Камни, которыми должно побивать блудницу, ещё полеживают обочь дороги. Ещё ночь не признаётся, что денница – это её непорочно зачатая дочь, которая будет щеголять тем, что она – девица. Что она – не в мать-перемать. Но однажды не станет закатывать очи, если достанется вдруг повидать, как мужчина, на пахоте наломавший кости, в реку войдёт, весь в поту и пыли и станет воду зачерпывать в горсти, и, шуткуя, девушек звать, чтобы спину помыть помогли.
А она согласится. Вдруг, не понимая: почему, почему это? И он возьмет её, и в ладони свои завернёт. И в зелень прибрежных талов, и в полотнища света, и умастит ароматом садов, что как раз зацветают вокруг в предвкушении жаркого лета, и плодов, что по осени здесь соберут.
Как она будет тереться щекою о мохнатое это плечо! Вдыхать запах подмышек, стараясь быть нежнее и ближе, и ожидать, что ещё и ещё её приголубят… Ах, бедняжка-дурашка! Он, подлец, позабудет, как торопится тропка в эти поля, подпрыгивая на камушках и сползая в овражки. И тогда люди, осуждения для, зашепчут, зазлорадствуют, загомонят. Станут персты указующие словно гвозди, в спину втыкать. И кто-то на воротах напишет Это колючее слово… Взять бы, да и пришибить этого пачкуна. Но она отдаётся, как дышит. И что ей увещевающие и толкующие!
А эти… кобели да хряки, эти вожделеющие, у дверей толкущиеся, эти потные хари, эти руки трясущиеся так и норовят, так и норовят! И супружницы их - посудницы и неряхи, ишь ты – остолбенели, раскоряки. Подруженьки, постирайте халат!

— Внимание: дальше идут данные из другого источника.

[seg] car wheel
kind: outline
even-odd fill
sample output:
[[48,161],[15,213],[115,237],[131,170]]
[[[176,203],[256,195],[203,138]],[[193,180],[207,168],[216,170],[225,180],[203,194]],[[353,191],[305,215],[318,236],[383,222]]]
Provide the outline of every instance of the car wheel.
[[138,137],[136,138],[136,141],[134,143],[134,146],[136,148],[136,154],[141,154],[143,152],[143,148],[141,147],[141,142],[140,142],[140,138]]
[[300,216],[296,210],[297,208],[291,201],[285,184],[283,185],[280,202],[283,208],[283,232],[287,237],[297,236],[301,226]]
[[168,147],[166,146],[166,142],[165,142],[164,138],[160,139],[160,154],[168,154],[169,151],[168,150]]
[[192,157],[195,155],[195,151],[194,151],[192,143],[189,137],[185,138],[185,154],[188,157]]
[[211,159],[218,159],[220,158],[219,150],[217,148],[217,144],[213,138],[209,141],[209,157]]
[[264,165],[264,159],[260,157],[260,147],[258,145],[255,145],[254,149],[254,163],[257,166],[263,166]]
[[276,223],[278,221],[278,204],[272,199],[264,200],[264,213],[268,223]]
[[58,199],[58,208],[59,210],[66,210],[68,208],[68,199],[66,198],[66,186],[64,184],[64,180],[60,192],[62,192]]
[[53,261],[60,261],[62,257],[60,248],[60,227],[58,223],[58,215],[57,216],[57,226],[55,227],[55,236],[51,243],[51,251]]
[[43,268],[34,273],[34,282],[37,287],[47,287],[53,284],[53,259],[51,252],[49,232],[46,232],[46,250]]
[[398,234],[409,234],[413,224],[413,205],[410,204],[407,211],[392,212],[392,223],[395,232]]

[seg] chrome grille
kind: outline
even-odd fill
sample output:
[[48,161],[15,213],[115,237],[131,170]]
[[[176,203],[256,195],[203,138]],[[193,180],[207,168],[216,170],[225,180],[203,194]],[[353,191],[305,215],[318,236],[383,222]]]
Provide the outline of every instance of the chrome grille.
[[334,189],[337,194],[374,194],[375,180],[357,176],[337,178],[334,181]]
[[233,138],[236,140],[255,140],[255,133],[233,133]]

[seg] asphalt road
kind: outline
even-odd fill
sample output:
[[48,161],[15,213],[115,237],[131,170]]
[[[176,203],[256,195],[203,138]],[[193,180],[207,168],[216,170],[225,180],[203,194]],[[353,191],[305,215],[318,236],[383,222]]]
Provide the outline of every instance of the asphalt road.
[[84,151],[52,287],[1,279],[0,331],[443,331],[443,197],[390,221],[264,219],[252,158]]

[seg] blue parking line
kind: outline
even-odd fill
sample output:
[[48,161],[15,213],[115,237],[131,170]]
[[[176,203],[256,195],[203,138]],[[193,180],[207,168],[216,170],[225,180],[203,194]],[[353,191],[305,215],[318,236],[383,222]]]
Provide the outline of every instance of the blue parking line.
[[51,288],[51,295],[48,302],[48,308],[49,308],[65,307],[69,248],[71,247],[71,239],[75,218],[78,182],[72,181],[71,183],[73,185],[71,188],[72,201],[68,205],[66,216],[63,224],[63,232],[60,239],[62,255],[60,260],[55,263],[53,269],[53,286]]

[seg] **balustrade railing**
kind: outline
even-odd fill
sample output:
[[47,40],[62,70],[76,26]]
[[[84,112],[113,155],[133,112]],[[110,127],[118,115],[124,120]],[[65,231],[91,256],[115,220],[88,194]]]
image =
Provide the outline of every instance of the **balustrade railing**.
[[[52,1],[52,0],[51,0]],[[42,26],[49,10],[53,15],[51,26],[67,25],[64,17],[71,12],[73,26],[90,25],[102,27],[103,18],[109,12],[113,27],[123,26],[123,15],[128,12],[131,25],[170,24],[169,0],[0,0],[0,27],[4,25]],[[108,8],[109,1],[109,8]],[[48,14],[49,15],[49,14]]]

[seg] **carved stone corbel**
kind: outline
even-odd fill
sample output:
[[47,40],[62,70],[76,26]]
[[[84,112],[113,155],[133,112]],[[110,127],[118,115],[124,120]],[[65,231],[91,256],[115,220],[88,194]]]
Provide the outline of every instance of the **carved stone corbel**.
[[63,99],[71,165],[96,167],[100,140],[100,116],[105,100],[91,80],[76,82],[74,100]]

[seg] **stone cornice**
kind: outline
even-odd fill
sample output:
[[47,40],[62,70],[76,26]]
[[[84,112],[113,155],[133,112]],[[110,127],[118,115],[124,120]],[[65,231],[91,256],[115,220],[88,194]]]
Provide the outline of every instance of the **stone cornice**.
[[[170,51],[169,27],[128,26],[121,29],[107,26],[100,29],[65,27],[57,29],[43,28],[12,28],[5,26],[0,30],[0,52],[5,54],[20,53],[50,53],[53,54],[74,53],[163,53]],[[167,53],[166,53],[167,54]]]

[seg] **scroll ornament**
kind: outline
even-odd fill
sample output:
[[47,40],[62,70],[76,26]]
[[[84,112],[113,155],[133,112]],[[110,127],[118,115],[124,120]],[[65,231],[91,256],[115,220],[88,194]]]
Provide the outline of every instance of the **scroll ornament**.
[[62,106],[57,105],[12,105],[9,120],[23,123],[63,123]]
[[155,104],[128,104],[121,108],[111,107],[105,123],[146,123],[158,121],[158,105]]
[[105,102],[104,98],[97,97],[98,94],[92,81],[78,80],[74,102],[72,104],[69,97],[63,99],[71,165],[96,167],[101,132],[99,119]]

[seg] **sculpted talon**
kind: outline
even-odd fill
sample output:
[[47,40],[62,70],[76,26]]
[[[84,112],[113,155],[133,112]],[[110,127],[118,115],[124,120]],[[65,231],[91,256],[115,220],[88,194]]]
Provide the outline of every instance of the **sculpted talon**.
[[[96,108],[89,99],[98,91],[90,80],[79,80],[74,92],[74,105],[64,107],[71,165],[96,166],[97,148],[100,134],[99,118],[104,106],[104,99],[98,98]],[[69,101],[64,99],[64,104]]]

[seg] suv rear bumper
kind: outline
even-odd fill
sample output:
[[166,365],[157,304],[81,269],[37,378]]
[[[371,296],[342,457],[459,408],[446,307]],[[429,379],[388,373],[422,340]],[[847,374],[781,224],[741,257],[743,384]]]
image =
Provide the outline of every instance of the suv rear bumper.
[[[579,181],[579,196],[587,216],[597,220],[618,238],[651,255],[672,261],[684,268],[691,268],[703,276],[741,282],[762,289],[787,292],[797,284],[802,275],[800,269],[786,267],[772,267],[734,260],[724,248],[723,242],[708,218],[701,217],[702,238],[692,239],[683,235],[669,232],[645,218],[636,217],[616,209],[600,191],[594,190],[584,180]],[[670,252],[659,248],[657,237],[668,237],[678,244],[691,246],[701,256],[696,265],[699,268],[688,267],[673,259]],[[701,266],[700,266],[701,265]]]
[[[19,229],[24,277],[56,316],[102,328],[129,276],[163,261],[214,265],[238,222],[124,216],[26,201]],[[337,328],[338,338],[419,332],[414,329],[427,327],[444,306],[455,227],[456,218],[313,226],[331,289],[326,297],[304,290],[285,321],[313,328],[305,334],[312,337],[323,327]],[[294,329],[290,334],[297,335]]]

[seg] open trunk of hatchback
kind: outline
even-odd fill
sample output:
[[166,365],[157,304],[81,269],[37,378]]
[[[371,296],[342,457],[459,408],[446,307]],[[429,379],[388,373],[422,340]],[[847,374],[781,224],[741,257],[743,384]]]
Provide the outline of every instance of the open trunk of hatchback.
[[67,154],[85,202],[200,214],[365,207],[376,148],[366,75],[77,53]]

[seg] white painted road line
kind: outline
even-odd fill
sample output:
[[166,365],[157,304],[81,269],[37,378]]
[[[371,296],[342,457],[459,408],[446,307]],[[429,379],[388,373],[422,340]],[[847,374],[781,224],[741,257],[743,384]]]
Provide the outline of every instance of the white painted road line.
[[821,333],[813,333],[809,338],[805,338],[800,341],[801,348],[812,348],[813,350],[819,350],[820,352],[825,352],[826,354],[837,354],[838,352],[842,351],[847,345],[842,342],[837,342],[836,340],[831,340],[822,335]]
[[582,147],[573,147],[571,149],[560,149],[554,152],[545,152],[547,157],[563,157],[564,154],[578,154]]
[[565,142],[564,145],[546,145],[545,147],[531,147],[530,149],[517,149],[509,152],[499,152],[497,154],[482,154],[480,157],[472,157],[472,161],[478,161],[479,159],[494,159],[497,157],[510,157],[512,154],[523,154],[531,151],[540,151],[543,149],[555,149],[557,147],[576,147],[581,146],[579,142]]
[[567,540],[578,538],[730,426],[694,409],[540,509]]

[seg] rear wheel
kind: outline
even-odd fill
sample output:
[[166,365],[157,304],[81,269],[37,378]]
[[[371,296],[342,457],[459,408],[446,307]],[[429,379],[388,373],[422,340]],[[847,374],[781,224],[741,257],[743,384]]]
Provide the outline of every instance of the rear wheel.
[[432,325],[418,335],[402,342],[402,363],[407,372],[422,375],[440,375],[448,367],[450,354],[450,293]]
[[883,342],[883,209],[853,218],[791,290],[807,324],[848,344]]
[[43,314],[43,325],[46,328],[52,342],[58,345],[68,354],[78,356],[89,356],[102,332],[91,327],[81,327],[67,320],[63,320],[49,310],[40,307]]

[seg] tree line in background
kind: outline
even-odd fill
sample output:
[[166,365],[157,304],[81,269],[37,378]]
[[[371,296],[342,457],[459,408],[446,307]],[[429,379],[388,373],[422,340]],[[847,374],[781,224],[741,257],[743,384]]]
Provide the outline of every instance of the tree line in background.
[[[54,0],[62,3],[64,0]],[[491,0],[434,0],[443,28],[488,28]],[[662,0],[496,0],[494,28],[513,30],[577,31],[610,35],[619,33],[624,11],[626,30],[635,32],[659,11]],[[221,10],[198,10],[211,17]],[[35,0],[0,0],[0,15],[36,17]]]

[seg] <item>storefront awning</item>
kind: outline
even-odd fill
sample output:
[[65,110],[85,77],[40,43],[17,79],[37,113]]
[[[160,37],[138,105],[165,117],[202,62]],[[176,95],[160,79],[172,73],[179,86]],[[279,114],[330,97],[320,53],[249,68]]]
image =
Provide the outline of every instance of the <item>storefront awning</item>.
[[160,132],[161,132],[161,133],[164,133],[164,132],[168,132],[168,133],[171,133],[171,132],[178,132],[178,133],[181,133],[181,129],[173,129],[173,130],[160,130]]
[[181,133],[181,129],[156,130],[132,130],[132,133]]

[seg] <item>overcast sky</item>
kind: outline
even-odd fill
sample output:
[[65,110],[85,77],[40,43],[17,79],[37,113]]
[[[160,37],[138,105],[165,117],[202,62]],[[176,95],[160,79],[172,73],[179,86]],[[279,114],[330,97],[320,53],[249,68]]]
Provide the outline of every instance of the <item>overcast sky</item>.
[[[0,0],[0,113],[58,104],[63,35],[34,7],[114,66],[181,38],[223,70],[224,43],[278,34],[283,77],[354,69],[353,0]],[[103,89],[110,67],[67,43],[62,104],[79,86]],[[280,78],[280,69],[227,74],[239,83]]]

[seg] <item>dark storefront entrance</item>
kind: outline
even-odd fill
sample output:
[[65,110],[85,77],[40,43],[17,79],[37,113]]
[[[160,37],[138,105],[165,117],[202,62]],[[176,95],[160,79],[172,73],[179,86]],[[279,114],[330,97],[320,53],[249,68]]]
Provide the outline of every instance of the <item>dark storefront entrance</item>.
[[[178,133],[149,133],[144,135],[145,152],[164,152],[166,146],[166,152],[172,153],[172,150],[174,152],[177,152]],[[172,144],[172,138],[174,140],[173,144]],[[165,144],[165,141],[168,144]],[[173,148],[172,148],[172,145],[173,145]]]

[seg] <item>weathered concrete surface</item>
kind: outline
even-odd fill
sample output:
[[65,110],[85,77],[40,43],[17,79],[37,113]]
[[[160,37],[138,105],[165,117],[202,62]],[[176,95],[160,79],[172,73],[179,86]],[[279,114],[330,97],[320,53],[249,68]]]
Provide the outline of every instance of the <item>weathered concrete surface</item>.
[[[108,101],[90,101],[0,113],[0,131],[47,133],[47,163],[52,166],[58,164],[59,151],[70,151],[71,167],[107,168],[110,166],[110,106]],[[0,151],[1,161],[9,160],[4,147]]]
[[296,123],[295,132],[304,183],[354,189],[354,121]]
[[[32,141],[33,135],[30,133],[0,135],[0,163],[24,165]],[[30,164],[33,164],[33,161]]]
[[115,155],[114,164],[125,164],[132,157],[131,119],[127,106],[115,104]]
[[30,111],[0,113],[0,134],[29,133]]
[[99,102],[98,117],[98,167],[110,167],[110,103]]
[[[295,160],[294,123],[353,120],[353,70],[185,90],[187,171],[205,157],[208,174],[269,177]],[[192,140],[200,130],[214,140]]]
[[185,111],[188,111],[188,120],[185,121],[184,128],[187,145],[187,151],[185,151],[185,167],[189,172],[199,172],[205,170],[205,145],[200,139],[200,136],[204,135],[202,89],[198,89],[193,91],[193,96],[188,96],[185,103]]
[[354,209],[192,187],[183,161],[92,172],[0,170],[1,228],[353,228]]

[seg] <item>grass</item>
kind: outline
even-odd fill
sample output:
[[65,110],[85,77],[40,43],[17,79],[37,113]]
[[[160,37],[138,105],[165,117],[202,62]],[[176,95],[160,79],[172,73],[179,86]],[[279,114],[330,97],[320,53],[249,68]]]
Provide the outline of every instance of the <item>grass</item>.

А камни все еще полёживают у обочины и, понимают: для них ещё не настал черед.
Но яблоко зреет, а значит, и червоточина час за часом растёт. И, наконец, женщины, невсхожие как прокисшее тесто, печалуясь о растрате домашнего семени, начинают кричать, что туда и сюда, и в рот - это так не пойдёт, что семя – не для удовольствия, а для беременья. И вообще: таким здесь не место, потому, что дети кругом, а дети глазеют, потому что им интересно. И вообще – погибает семья и рушится дом.
Так заканчивается цветенье и наступает время камней. Камни выгибают спины, чтобы стать округлее, чтобы удобнее облегала рука, чтобы избиенье было больней. Чтобы, кто бы ни ударял: супруг, супруга ли, били насмерть, наверняка по этому телу, с виду такому упругому и такому податливому – только бей. И камни начинают от нетерпения беситься: - Где она! Где эта блудница? Ах, возьмите меня в руку! Возьмите скорей!
Итак: каждой руке по булыгану, а каждому булыгану своя рука. - Ах, ты моя желанная! - Ты, мой увесистый! Мой долгожданный! - Как ты ухватиста, прияточка! Как мягка!
Побивающие знают, что в одиночку – это просто убийство, за которое следует мстить. А вместе – воля народная. И булыжник каждого складывается в общую строчку приговора, который не оспорить и не отменить. Приговора отнюдь не облыжного, не дающего права на отсрочку, и отказывающего в желании жить.
Камни знают, что они правы и блудница заслуживает пролитья крови и кровь заструится из рассечённых лба, скулы, виска. И те из них, кто не попали будут завидовать угодившим в блудницыно тело. Ах, как обидно: века в ожидании главного дела… И не ударить! Едва ли вскоре случится ударить наверняка. А так, понимаешь, хотелось…
А тут ещё этот… сын Марии и ещё неизвестно чей. Расположился возле овечьей купели и умничает с бродягами и увечными: Рассуждает о Боге и о Любви, как какой-нибудь книгочей, неуч, отщепенец и деревенщина.
А блудница стоит – покорна, тиха. Камни готовы, но руки вдруг разжимаются. - Кто, - вопрошает ОН, - без греха… Камни выпадают из рук и вдребезги разбиваются от неосуществимости вожделения своего. Так чудеса (или вроде того) и совершаются.
А блудница? Да что нам блудница! Нам ли печаловаться о ней…
Но прах от разбившихся тех камней всё ещё продолжает виться. Особенно, если ветер задует, да посильней.